Consequently, it helps organizations to ensure business continuity, deliver Duty of Care and H&S requirements, minimize travel security risks, reduce medical costs and provide a global health care solution for the traveling workforce. He further adds that in many instances where organizations have asked employees to work from home and self-quarantine, International SOS is advising its members to call its assistance center for advice or if they feel unwell. With an efficient TeleConsultation service, its members can see a local doctor face to face but in a virtual environment demonstrating how these services will have a bigger role to play in the future.
In addition, the epidemic has laid bare the need for people to embrace a healthy lifestyle and change behavior for the good. It is an opportunity for employers and governments to launch schemes to incentivize this behavioral change to be better prepared for future catastrophes.

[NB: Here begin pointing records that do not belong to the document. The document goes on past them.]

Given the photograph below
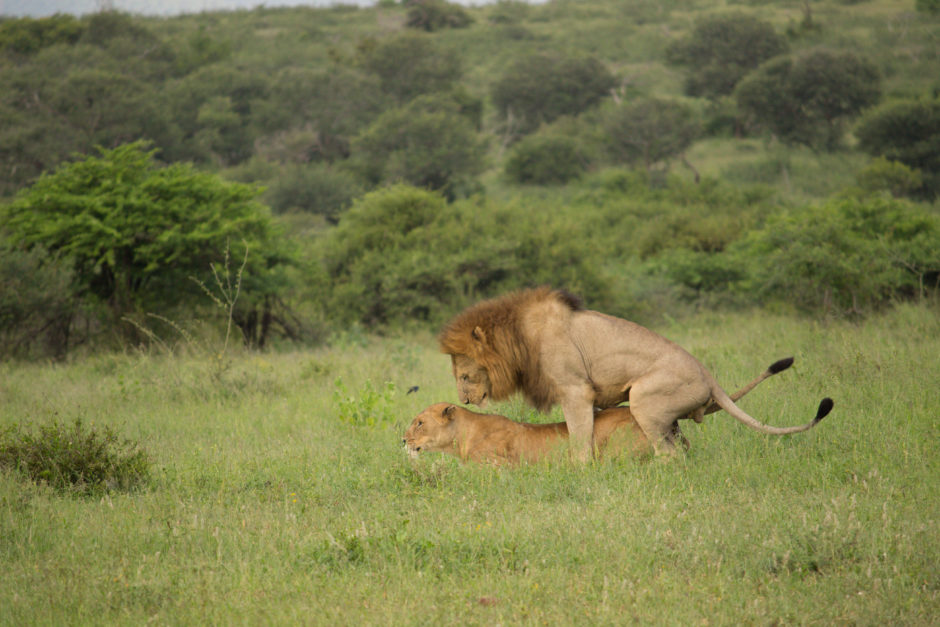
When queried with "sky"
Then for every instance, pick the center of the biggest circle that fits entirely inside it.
(42, 8)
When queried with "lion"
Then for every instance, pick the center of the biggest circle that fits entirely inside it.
(544, 343)
(447, 428)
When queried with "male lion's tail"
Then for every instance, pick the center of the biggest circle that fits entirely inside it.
(724, 401)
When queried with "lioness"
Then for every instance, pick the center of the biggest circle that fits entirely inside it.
(544, 343)
(446, 428)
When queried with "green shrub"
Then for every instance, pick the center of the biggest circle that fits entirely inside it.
(36, 303)
(74, 459)
(847, 256)
(545, 160)
(891, 176)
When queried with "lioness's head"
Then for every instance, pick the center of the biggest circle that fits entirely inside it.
(473, 380)
(432, 430)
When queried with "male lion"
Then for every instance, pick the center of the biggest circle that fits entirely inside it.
(446, 428)
(544, 343)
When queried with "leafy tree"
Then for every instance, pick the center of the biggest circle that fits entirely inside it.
(908, 132)
(410, 64)
(137, 232)
(427, 143)
(214, 108)
(402, 254)
(68, 99)
(546, 159)
(36, 302)
(326, 106)
(846, 256)
(649, 131)
(432, 15)
(27, 35)
(541, 87)
(807, 99)
(722, 49)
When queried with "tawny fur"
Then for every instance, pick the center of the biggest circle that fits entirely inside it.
(494, 439)
(543, 343)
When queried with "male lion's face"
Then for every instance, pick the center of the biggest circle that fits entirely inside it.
(431, 430)
(473, 382)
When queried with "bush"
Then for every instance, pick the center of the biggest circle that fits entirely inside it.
(649, 131)
(432, 15)
(908, 132)
(315, 188)
(74, 459)
(847, 256)
(427, 143)
(545, 160)
(541, 87)
(807, 99)
(36, 302)
(890, 176)
(722, 49)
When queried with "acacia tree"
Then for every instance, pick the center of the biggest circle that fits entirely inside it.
(650, 131)
(137, 233)
(909, 132)
(808, 99)
(722, 49)
(541, 87)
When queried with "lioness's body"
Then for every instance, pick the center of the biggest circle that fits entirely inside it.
(472, 436)
(543, 343)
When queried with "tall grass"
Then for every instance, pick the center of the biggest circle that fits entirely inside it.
(265, 506)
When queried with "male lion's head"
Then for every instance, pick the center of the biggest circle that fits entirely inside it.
(432, 430)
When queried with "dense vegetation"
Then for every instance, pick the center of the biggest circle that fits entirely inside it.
(388, 165)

The changing face of globalization and climate change
The current situation is yet another opportunity for the naysayers of globalization to harp upon the risks of globalization. A disease that started from one part of China has reached to every continent except Antarctica thanks to globalization and an interconnected world. While globalization has endured many attacks on it and will continue to do so, the epidemic calls for a changed model of globalization that is able to battle its vulnerabilities in a better way, while at the same time delivering its benefits to businesses and regions alike.
Historian and philosopher Yuval Noah Harari rightly says, “Many people blame the coronavirus epidemic on globalization, and say that the only way to prevent more such outbreaks is to de-globalize the world. Build walls, restrict travel, reduce trade. However, while short-term quarantine is essential to stop epidemics, long-term isolationism will lead to economic collapse without offering any real protection against infectious diseases. Just the opposite. The real antidote to epidemic is not segregation, but rather cooperation.”
In particular, the epidemic is a direct call for economies and businesses to pay more heed to climate change. Scientists are increasingly finding that deforestation and climate change are facilitating the rise of zoonotic diseases as deforestation drives wild animals out of their natural habitats and closer to human populations, creating a greater opportunity for zoonotic diseases. Hence it is becoming more and more important for the business to balance business outcomes with nature in order to limit the havoc wrecked by such epidemics.
What’s needed right now is a mindset change. A mindset change that values work from home can lead to a positive impact on climate change as one less vehicle on the road means less pollution. It also means more productivity. Governments, businesses, employees-all need to come together to take steps in order to build sustainable businesses and ecosystems and leverage technology and talent globally to maximize productivity and well-being yet at the same time minimizing damage to our vulnerable natural ecosystems.
It may be the darkest hour of our life, yet there is an opportunity to emerge out of it with a more evolved and agile mindset and an improved way of working and living, one that does not endanger life on and of the planet.